Asian markets mostly rose Tuesday following a record-breaking lead from Wall Street as investors cheered the passage of a huge US stimulus bill which has helped temper fears about surging coronavirus infections.
With President Donald Trump finally signing off on the $900 billion rescue package and a post-Brexit trade deal now agreed, the mood on trading floors was a little lighter heading into the new year.
News that more vaccines could be rolled out soon also provided a lift, even as governments around the world were forced to impose lockdowns and other strict, economically painful measures to contain surging Covid-19 cases.
"Where we are right now in the equity market is somewhat of a sweet spot," Michael Cuggino, at Permanent Portfolio Family of Funds, told Bloomberg TV. "We've got stimulus, likely more on the way.
"You've got great comps on earnings going into next year with respect to equities, and you have a pent-up demand situation as the economy both in the US and globally comes out of Covid."
Trump had held off signing the stimulus package for almost a week saying it did not provide enough cash to Americans, calling for handouts to be jacked up to $2,000 from the $600 offered in the initial bill.
Democrats agreed more was needed and on Monday the House of Representatives approved a motion to increase the payments, though it will likely meet resistance from Republicans in the Senate.
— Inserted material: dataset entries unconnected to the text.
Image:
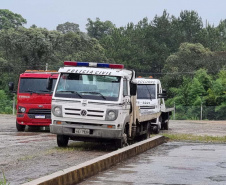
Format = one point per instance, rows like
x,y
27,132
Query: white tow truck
x,y
98,102
150,99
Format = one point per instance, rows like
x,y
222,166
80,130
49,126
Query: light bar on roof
x,y
93,64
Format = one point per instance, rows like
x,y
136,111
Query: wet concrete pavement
x,y
172,163
31,154
28,155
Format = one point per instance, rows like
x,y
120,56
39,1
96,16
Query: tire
x,y
62,141
120,143
157,130
20,128
147,135
166,125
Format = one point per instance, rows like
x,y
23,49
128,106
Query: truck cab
x,y
91,102
150,99
33,99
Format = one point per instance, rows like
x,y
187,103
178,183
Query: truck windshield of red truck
x,y
34,85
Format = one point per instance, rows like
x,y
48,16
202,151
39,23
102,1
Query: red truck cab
x,y
33,99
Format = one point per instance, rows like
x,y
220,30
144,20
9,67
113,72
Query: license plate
x,y
82,131
40,116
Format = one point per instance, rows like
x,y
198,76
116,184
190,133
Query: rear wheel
x,y
120,143
20,128
62,141
147,135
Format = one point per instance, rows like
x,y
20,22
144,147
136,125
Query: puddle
x,y
26,134
219,178
204,149
222,165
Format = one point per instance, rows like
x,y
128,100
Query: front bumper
x,y
26,119
97,132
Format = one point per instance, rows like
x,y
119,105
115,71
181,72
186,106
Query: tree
x,y
9,19
97,29
68,27
187,26
189,58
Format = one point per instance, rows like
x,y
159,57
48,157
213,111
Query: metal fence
x,y
180,112
201,112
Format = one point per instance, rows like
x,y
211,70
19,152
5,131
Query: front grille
x,y
34,112
147,107
39,111
89,112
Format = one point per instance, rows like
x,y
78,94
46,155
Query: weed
x,y
190,137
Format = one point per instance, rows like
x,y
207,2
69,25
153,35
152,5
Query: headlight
x,y
111,115
21,109
57,110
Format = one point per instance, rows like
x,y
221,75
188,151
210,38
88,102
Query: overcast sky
x,y
50,13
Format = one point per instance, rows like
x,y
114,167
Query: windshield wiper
x,y
96,93
30,91
149,92
73,92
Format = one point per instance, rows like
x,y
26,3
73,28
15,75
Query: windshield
x,y
96,87
34,85
146,91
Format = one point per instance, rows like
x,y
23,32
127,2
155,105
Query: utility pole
x,y
201,112
13,104
174,111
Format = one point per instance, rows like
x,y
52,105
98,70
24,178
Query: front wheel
x,y
20,128
62,141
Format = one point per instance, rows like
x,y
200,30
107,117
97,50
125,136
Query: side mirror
x,y
49,84
133,89
11,86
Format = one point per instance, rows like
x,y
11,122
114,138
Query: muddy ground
x,y
28,155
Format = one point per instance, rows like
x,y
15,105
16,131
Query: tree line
x,y
174,49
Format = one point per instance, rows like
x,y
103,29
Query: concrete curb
x,y
87,169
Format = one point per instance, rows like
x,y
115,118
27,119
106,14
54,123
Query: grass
x,y
194,138
3,181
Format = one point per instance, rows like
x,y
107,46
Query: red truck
x,y
33,99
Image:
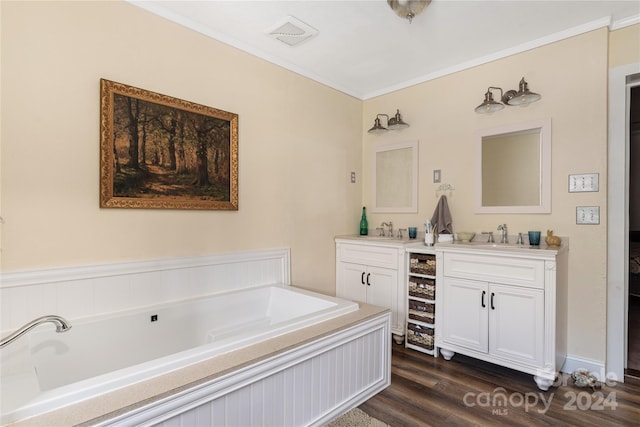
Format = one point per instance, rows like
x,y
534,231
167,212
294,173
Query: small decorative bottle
x,y
364,225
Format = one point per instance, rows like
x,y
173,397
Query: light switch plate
x,y
587,182
588,215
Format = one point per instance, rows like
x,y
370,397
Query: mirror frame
x,y
413,145
545,167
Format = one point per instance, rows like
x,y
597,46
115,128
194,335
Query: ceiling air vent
x,y
291,31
President-elect Joe Biden, asked by a reporter Monday if he favoured raising the payouts to $2,000, replied: "Yes."
All three main indexes on Wall Street ended at record highs, as did Germany's DAX, and most of Asia followed suit.
Tokyo led the way, soaring 2.7 percent to end at a 30-year high, while Wellington was up more than one percent. There were also healthy gains in Hong Kong, Sydney, Seoul, Mumbai and Singapore. However, Shanghai, Taipei, Jakarta and Bangkok all fell.
US futures were also in positive territory.
The cash handouts will "provide that immediate key consumption bridge through the first quarter until the vaccines become more widely distributed", said Axi strategist Stephen Innes.
"The stipends will arrive quickly and are spent rapidly, providing the US economy with immediate retail sales spending bonanza boost. This splurge could be multiplied by three if the Senate agrees to rubber-stamp support for increased Covid cheques."